DNA-Based Nanomaterials as Drug Delivery Platforms for Increasing the Effect of Drugs in Tumors

SIMPLE SUMMARY: The use of drugs based on nucleic acids is a promising direction in antitumor therapy. Some modified oligonucleotide analogs, such as antisense oligonucleotides, have been developed and used as innovative therapeutic agents in some areas of medicine. Many ways to build DNA nanomaterials with predefined shape and function characteristics have been designed. Thus, molecules of potent antitumor drugs, including doxorubicin, therapeutic oligonucleotides, and complex nanoparticles, have been loaded into or conjugated with DNA-based nanomaterials. It was found that DNA-based nanomaterials can increase the efficiency of drug uptake by cells.
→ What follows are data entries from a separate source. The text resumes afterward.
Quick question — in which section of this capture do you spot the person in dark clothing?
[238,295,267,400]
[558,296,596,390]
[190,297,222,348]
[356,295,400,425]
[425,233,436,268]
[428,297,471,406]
In this review, we would like to draw attention to some DNA-based nanomaterials, such as tetrahedrons, origami, DNA nanotubes, and aptamers, that have been used as carriers, drugs or target molecules for anticancer drug delivery. ABSTRACT: DNA nanotechnology has significantly advanced and might be used in biomedical applications, drug delivery, and cancer treatment during the past few decades. DNA nanomaterials are widely used in biomedical research involving biosensing, bioimaging, and drug delivery since they are remarkably addressable and biocompatible. Gradually, modified nucleic acids have begun to be employed to construct multifunctional DNA nanostructures with a variety of architectural designs. Aptamers are single-stranded nucleic acids (both DNAs and RNAs) capable of self-pairing to acquire secondary structure and of specifically binding with the target. Diagnosis and tumor therapy are prospective fields in which aptamers can be applied. Many DNA nanomaterials with three-dimensional structures have been studied as drug delivery systems for different anticancer medications or gene therapy agents. Different chemical alterations can be employed to construct a wide range of modified DNA nanostructures. Chemically altered DNA-based nanomaterials are useful for drug delivery because of their improved stability and inclusion of functional groups. In this work, the most common oligonucleotide nanomaterials were reviewed as modern drug delivery systems in tumor cells.